Eres de papel

—¿Doctora Isabel Guerrero?

—Sí, soy yo. ¿Qué desea?

—¿Tiene unos minutos? Me gustaría hablarle de su madre.

—¿Quién es usted? ¿Uno de los muchos puteros que se han acostado con ella?

Perplejo por el lenguaje empleado por la doctora, no pudo evitar contestarle:

—Creo, joven, que esa falta de respeto hacia mi persona y ese vocablo tan soez no se lo ha enseñado su madre. Debería reconsiderar los términos en que me ha hablado. ¡Comencemos de nuevo!

—¿Acaso es usted mi padre? Porque, si lo es, no tenemos nada que hablar.

—Ojalá fuese yo su padre. Sin duda su madre no habría padecido todo el calvario en que se ha convertido su vida. Y usted, por cierto, egoístamente aumenta ese suplicio abandonándola también.

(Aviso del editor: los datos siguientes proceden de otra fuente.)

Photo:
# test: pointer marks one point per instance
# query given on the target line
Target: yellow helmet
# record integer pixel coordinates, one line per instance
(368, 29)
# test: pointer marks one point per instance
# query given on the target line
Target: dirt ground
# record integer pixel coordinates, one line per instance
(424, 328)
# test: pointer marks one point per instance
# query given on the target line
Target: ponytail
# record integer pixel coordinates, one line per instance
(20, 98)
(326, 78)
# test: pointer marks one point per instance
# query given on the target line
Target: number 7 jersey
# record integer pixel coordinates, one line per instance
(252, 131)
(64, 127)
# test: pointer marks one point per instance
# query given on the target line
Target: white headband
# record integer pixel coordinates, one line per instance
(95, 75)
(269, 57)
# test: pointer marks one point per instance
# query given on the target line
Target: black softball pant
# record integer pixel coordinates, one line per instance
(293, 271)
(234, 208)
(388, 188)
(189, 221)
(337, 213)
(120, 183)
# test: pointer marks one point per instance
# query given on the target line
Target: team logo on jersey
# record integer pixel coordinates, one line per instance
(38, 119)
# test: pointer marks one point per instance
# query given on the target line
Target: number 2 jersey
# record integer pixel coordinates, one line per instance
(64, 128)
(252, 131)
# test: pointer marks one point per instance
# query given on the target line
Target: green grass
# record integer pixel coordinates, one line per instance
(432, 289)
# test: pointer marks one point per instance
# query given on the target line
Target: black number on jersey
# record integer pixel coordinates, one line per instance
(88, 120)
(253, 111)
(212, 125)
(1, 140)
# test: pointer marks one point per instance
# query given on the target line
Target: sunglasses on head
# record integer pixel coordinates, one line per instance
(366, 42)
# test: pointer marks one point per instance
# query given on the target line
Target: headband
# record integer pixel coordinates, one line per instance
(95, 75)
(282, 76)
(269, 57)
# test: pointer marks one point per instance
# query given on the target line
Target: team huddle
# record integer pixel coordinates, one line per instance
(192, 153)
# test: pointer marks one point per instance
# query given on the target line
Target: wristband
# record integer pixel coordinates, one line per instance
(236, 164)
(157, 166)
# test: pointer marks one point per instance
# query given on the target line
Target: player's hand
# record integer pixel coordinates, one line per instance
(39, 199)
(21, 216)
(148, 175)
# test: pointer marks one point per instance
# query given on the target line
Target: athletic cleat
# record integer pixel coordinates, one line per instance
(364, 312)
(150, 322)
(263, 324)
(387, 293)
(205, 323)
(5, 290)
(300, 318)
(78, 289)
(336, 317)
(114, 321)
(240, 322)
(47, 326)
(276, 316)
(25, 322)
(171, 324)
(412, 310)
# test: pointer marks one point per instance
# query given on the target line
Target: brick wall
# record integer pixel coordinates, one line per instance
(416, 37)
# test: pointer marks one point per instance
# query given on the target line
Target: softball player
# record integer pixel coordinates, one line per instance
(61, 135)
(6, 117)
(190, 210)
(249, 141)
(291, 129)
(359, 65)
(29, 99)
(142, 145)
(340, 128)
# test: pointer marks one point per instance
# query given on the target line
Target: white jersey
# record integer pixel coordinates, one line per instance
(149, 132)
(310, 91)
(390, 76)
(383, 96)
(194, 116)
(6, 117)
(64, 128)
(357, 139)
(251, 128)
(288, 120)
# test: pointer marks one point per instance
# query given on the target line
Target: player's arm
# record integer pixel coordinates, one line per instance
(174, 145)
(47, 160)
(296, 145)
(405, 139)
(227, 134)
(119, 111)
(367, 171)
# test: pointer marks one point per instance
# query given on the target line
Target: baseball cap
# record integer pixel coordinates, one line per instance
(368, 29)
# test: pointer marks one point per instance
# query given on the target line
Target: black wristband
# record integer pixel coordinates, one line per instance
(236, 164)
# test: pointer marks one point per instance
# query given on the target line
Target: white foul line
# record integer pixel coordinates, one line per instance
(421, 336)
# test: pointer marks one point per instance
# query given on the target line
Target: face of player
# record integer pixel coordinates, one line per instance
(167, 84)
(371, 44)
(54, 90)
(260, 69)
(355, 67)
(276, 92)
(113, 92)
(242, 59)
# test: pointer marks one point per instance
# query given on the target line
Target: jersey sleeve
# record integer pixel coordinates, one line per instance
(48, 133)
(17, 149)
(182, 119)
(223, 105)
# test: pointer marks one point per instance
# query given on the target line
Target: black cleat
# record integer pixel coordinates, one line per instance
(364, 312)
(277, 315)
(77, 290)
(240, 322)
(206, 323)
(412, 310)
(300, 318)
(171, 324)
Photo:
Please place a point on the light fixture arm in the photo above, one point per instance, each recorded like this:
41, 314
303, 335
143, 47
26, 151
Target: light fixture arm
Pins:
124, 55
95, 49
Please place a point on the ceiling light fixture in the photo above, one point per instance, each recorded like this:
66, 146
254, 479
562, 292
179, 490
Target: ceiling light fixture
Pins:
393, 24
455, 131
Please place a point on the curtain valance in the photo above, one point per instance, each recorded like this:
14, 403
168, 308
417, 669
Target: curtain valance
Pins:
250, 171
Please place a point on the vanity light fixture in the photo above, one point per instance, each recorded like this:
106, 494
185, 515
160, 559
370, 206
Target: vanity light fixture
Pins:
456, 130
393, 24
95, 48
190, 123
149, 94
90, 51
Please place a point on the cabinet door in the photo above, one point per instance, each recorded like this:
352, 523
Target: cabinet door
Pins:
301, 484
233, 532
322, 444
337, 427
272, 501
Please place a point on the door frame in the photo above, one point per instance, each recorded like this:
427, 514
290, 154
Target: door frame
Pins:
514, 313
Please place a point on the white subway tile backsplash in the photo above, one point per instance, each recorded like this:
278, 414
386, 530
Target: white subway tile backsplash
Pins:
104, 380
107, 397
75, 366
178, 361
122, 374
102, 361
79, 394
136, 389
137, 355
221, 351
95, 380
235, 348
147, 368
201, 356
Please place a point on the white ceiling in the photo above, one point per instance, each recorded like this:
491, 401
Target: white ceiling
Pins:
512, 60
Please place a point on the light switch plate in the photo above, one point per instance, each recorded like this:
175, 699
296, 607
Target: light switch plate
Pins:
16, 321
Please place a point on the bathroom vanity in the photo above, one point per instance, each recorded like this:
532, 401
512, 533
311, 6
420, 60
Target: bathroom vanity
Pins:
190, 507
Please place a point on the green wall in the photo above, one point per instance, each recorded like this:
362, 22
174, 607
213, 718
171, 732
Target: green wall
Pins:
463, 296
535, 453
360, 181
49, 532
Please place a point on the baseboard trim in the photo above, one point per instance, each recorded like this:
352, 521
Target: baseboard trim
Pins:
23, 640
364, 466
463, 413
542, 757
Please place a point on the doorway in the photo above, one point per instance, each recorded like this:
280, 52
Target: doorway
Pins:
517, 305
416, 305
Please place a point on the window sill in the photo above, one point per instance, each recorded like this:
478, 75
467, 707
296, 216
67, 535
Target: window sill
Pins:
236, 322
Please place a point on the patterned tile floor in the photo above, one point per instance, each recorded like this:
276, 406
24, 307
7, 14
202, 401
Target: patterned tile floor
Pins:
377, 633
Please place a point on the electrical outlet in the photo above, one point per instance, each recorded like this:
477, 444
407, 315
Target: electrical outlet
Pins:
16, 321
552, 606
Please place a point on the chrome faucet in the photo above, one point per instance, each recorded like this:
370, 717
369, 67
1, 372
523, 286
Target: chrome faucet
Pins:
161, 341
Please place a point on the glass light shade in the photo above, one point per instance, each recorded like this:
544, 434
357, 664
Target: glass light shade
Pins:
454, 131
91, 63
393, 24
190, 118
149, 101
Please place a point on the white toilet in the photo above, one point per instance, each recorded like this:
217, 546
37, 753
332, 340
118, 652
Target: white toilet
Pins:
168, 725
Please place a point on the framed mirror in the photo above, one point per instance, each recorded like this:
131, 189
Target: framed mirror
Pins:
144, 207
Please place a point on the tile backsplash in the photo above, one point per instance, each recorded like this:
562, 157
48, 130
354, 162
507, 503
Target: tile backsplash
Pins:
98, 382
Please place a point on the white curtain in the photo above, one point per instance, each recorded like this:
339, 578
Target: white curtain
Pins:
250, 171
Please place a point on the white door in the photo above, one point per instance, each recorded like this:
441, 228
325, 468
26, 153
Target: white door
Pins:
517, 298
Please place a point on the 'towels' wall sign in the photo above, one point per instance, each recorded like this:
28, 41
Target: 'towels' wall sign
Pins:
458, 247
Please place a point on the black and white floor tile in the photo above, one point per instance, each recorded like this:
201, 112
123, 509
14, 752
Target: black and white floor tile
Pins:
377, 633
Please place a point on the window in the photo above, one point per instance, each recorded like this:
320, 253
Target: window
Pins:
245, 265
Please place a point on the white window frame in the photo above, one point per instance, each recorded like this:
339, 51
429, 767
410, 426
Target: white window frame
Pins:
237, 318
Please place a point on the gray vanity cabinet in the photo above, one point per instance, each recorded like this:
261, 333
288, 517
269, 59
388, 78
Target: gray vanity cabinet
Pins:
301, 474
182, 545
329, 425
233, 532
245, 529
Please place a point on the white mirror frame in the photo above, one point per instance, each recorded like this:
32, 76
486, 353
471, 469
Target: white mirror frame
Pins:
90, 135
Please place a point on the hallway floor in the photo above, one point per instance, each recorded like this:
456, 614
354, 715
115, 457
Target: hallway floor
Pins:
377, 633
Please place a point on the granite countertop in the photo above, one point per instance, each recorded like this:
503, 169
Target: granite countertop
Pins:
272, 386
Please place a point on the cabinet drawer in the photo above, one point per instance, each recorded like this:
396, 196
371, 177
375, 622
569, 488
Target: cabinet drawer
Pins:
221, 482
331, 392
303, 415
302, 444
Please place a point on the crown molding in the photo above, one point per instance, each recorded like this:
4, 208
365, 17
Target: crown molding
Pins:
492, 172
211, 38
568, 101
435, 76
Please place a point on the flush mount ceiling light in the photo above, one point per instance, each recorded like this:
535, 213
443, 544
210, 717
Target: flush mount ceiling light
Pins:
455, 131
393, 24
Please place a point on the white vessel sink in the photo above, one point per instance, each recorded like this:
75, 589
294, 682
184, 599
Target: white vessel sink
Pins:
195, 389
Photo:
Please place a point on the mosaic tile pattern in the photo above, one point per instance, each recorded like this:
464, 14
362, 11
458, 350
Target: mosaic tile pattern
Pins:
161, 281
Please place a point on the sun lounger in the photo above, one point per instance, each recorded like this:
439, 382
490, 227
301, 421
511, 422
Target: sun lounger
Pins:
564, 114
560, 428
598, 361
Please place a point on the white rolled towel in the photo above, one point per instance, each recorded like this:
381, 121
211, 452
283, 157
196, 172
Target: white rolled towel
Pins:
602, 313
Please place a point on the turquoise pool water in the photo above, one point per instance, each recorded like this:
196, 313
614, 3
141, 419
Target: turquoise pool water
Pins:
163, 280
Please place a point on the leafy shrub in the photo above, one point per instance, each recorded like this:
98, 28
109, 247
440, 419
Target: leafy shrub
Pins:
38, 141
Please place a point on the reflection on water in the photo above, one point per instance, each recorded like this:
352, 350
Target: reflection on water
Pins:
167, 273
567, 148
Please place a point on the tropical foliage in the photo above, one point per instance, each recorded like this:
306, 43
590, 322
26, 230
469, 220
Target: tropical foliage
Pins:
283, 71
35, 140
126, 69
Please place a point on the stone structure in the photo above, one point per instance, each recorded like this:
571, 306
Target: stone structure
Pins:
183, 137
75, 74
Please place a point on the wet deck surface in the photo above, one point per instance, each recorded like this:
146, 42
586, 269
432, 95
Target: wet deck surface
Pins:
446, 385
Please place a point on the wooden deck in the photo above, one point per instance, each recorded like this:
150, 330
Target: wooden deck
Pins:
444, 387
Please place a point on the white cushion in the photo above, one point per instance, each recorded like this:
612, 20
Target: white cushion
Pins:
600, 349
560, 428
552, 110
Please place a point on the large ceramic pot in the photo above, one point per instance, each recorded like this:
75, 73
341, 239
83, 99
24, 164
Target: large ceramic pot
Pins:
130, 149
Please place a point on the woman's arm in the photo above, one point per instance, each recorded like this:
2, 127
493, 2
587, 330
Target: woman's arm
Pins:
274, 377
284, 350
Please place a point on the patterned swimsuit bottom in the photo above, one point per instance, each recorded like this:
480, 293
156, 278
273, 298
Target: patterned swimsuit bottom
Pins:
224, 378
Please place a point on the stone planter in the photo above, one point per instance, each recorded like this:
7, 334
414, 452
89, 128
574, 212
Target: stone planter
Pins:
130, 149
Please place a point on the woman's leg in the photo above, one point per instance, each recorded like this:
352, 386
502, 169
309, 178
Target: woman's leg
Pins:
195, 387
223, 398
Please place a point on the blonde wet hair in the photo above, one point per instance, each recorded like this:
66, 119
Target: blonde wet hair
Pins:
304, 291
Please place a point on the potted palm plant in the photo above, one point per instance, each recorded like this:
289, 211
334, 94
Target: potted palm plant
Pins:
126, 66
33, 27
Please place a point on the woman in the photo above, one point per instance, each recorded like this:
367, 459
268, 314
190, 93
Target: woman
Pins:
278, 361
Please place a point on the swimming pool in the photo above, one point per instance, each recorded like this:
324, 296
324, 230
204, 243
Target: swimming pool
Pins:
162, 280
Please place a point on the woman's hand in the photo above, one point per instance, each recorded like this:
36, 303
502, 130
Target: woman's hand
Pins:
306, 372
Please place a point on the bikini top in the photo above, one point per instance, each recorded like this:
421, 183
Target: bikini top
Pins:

—No voy a seguir hablando con usted. ¿Con qué derecho se cree para decirme que he abandonado a mi madre?

—¿No es cierto?

—Mi madre eligió su camino. No estoy dispuesta a que el modo de vida tan alegre que ha llevado me salpique y manche mi carrera y mi trabajo.

Se contenía para no abofetear a esa chica insolente, maleducada y que, sin duda, no conocía a su madre ni el esfuerzo que había realizado por ella. No pudo reprimirse y le espetó:

—Se vio obligada a prostituirse, se abandonó a sí misma y cerró todas las puertas a rehacer su vida, porque el único medio que le garantizaba sacarla adelante y costearle sus estudios era ese.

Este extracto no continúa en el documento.